= Maranhão child emasculations =

Serial murders in Brazil

The Maranhão child emasculations (also known as the Black Magic Murders of Maranhao) refers to a series of crimes that occurred in Paço do Lumiar, São José de Ribamar, Codó and São Luís, in the state of Maranhão, Brazil, which involved boys aged 4–15. They were kidnapped, maimed and killed between 1991 and 2003.

== History ==

=== Crimes ===
According to the Maranhão judge, the crimes were committed by Francisco das Chagas Rodrigues de Brito, arrested in December 2003 in the municipality of São Luís.
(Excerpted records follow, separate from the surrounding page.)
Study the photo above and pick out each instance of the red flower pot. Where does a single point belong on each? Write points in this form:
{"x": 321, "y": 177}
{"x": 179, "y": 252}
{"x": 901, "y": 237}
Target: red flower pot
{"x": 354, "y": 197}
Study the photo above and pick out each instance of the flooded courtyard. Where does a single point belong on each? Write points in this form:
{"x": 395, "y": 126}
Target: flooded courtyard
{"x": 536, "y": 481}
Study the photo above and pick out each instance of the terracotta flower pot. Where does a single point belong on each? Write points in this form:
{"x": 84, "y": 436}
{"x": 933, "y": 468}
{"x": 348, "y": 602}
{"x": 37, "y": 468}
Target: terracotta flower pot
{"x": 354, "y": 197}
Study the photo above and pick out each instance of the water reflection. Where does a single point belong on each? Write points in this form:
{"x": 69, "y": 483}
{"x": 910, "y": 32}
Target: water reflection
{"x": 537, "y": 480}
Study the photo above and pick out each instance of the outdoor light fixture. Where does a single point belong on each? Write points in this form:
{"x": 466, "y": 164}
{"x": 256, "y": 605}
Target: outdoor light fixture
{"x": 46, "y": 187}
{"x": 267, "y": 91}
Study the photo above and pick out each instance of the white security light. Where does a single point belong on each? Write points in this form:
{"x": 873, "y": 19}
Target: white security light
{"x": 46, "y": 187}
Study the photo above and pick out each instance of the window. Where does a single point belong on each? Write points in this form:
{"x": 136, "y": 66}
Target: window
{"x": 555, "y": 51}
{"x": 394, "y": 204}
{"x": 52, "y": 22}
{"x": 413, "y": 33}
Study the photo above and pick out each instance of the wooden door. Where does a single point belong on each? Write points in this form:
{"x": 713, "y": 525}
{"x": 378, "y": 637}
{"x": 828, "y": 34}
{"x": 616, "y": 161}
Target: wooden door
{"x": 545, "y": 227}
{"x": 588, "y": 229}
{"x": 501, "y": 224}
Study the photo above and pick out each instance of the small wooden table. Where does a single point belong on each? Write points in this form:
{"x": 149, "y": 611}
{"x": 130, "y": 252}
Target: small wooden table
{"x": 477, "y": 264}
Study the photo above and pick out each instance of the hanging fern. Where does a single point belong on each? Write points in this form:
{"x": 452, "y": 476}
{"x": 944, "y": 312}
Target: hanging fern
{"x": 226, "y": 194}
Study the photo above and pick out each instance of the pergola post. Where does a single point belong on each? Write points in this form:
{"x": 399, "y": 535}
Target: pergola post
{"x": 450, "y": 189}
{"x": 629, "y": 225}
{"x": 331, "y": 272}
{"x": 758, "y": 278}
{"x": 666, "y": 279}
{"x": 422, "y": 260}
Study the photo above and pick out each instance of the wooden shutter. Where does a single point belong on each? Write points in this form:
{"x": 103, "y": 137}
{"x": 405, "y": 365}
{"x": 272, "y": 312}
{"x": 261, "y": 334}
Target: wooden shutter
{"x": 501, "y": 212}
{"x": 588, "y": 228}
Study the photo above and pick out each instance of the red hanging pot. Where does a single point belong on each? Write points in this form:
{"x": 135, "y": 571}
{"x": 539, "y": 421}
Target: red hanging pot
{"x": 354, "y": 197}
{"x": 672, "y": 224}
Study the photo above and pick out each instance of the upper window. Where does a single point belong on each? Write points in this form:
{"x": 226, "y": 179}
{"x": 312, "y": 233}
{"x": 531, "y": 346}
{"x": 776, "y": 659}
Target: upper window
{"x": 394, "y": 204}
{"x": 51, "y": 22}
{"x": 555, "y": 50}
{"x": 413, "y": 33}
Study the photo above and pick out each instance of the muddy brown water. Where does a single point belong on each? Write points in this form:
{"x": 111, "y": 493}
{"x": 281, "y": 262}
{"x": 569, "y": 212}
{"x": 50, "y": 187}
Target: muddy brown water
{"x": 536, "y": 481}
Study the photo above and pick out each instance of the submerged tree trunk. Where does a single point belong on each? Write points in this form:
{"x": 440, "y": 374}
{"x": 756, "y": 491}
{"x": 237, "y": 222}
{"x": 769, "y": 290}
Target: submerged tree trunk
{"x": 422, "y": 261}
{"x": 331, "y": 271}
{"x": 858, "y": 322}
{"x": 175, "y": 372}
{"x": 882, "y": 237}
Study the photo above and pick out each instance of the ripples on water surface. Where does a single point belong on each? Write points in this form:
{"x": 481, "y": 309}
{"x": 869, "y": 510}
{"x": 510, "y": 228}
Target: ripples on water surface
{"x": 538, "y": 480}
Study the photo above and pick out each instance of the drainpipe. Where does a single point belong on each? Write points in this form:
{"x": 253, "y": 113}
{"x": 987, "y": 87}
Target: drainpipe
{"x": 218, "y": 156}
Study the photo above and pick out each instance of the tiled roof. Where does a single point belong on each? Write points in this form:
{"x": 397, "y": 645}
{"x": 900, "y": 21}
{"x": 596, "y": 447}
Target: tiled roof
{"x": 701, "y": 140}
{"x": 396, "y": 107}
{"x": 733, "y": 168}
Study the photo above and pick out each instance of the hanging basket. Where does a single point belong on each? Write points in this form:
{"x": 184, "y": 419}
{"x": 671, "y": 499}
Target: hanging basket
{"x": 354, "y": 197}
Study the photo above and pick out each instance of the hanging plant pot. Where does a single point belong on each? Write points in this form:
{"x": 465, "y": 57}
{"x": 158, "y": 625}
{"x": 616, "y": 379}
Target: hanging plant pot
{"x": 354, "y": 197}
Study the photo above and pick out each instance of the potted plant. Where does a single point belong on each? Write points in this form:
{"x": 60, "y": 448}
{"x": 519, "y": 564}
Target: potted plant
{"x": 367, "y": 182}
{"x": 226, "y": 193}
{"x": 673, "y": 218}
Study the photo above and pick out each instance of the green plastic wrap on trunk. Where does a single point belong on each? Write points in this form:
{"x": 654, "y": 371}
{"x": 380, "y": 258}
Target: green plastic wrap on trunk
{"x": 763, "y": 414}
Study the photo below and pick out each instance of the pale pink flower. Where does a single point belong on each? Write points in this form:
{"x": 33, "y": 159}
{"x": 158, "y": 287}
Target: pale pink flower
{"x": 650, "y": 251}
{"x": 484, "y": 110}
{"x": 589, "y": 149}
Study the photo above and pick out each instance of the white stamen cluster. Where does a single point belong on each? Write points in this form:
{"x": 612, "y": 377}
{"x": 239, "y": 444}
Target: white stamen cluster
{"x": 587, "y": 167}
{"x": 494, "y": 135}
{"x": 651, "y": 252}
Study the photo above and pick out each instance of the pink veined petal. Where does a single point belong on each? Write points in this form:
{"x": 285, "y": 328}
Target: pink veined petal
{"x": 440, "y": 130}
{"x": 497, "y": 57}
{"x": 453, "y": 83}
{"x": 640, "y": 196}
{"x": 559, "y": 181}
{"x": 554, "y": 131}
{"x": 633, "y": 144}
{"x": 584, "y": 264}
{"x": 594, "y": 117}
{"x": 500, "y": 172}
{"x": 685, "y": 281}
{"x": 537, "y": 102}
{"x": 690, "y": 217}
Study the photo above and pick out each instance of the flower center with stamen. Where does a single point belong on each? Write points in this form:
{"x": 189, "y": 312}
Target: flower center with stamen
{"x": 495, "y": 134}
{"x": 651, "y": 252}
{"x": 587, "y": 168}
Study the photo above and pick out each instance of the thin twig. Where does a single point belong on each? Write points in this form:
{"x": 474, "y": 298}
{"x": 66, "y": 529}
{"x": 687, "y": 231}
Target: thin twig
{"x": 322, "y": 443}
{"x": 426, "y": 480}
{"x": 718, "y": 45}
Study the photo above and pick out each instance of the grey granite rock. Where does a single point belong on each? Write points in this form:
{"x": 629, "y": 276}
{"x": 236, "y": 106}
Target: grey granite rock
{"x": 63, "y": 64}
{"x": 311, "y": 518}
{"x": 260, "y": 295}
Scientific evidence proved him to be the perpetrator of the crimes when experts located various bodies, limbs and other pieces from missing boys in his residence. Evidence also suggests he was responsible for a series of similar murders with the same modus operandi that occurred in Altamira, coupled with the fact that he lived there for 10 years.

=== Repercussion ===
The case reached an international dimension when, in the midst of investigations, non-governmental organizations denounced Brazil to the Organization of American States, claiming that the country had failed to protect the human rights of the victims and their families. Subsequently, by agreement between both parties, the Brazilian government compensated each family and developed new programs to protect the rights of children and adolescents.